If the research suggested that cultural factors always overrode any genetic propensity to fluid sexuality that’s one thing. Using that as a stepping-stone to say that we should engineer those cultural factors to minimise it? That is a huge problem for me. As is often the case it is not the scientific discovery that is a problem, it is what you choose to do with it.
I’m not happy with that boldened bit. I think I’d prefer to say that as long as the analysis is done with the ultimate purpose of greater understanding and increased human welfare and happiness then I don’t much mind.
In any case (and even though I would not argue that the effect is proven) there’s an interesting observation to be made here. I don’t think there would be any argument that (at least in “developed” countries) the lifetime total of pregnancies per woman has fallen; so you could speculate that the “natural” rate of male homosexuality (whatever that means) has fallen with it.
In other words if, currently, “It has been estimated that 15% of the homosexual demographic is associated with fraternal birth order” then we might also speculate that the effect was more important in the past.
While some have argued that, it is not the dominant paradigm to the best of my knowledge. It is unfortunately an impossible argument because the sources are highly challenge-able at such a remove. All the evidence for Hephaestion is circumstantial for instance, but there is a fair bit of it. Other references, i.e. to Bagoas, are far more explicit but are arguable because the existing sources are not contemporary and the original cites, if they existed, are lost.
The best educated guess is that Alexander was promiscuous with both sexes and Hephaestion was the only one he was close to. That, I believe, is the modern consensus.

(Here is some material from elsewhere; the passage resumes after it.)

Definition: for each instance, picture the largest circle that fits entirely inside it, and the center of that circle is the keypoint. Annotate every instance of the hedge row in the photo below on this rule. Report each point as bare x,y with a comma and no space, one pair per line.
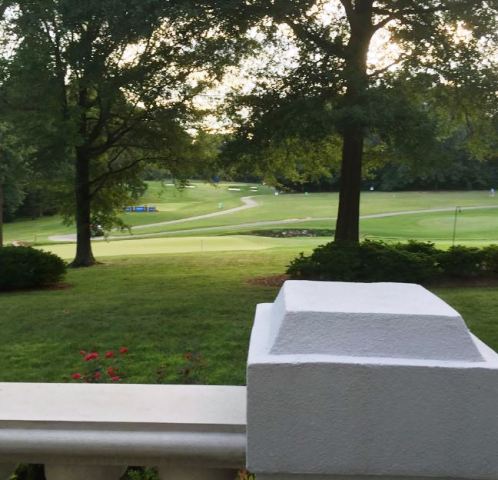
375,261
26,267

No, I wasn’t thinking about this, but about the idea that, more generally, sexual orientation is determined during gestation. I had read about the fraternal effect, in fact, but had completely forgotten about it. It’s quite fascinating wrt the complexity of the biological processes at play. Especially when you read that being right handed or left handed would influence with already weird biological feedback.

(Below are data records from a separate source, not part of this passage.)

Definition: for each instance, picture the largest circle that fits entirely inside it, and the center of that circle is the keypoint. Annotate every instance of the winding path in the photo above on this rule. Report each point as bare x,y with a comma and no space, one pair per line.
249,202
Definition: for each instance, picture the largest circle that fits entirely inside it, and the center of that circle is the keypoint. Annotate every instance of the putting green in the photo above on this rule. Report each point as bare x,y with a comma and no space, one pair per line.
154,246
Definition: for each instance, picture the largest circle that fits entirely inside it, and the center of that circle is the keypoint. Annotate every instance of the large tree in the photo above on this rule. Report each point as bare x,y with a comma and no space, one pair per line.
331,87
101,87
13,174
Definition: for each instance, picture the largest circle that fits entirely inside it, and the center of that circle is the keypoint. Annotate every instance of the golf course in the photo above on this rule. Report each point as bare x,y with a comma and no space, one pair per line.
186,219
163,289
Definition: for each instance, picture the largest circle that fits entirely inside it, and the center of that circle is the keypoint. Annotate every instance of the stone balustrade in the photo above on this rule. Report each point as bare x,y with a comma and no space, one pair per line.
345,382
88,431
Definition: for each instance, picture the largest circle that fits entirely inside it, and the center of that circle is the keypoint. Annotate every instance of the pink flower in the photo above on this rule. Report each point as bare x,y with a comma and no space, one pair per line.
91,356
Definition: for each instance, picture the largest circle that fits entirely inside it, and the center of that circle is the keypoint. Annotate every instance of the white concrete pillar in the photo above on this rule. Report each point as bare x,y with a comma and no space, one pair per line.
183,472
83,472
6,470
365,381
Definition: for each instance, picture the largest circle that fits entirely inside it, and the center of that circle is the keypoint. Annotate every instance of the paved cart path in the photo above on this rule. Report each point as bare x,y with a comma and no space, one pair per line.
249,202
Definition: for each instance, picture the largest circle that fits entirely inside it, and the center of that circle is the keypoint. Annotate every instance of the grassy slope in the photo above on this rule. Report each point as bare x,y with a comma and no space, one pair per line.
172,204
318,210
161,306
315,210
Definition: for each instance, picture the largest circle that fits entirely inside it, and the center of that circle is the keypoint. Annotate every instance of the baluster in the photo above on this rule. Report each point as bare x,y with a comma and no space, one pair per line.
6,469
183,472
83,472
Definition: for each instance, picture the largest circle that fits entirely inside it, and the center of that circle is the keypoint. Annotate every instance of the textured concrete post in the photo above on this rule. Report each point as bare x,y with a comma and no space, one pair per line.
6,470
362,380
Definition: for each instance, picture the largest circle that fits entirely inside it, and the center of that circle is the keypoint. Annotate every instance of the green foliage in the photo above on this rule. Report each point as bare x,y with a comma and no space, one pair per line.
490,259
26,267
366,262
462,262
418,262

Indeed, if the figures mentioned in this article are reliable, the prevalence of homosexuality should have significantly diminished with the reduction in size of families.
However, I see, still in this article, that they assume a prevalence of about 2%, while the link given earlier give figures that are all over the place : from 1.5% to almost 10% IIRC (and even more over the place for bisexuality, from 8% to a whooping 57%)
Thanks for the explanations. I wouldn’t know how valid the arguments are. It’s just that I noticed for a while that all recent articles or seemingly books on the topic seem to intend to dispel the “myth” that male homosexuality was not just accepted but even frequently celebrated in classical Greece, something that tended to be taken as granted when I was younger.
If fraternal birth order is a major factor, one would expect societies with higher birth rates to have higher rates of homosexual orientation. There is some indication that this is true, but no one knows by how much. Even if we could answer that, however, the proportion of men with a homosexual orientation isn’t the same thing as “the prevalence of male homosexuality in society”, depending on what specifically you’re talking about when you say homosexuality. Homosexual relationships? Homosexual activity? Very different things.
Yep, I don’t think I disagree with any of that. The reason I raised the fraternal birth order effect was that, in a discussion plagued by the lack of meaningful historic data, it was the one thing I could see that might suggest a trend over time in “the “natural” rate of male homosexuality (whatever that means)” (quoting myself). I think it’s interesting that it kinda suggests a downward trend in the rate over time, at least in what we now call “developed” countries. Make of that what you will.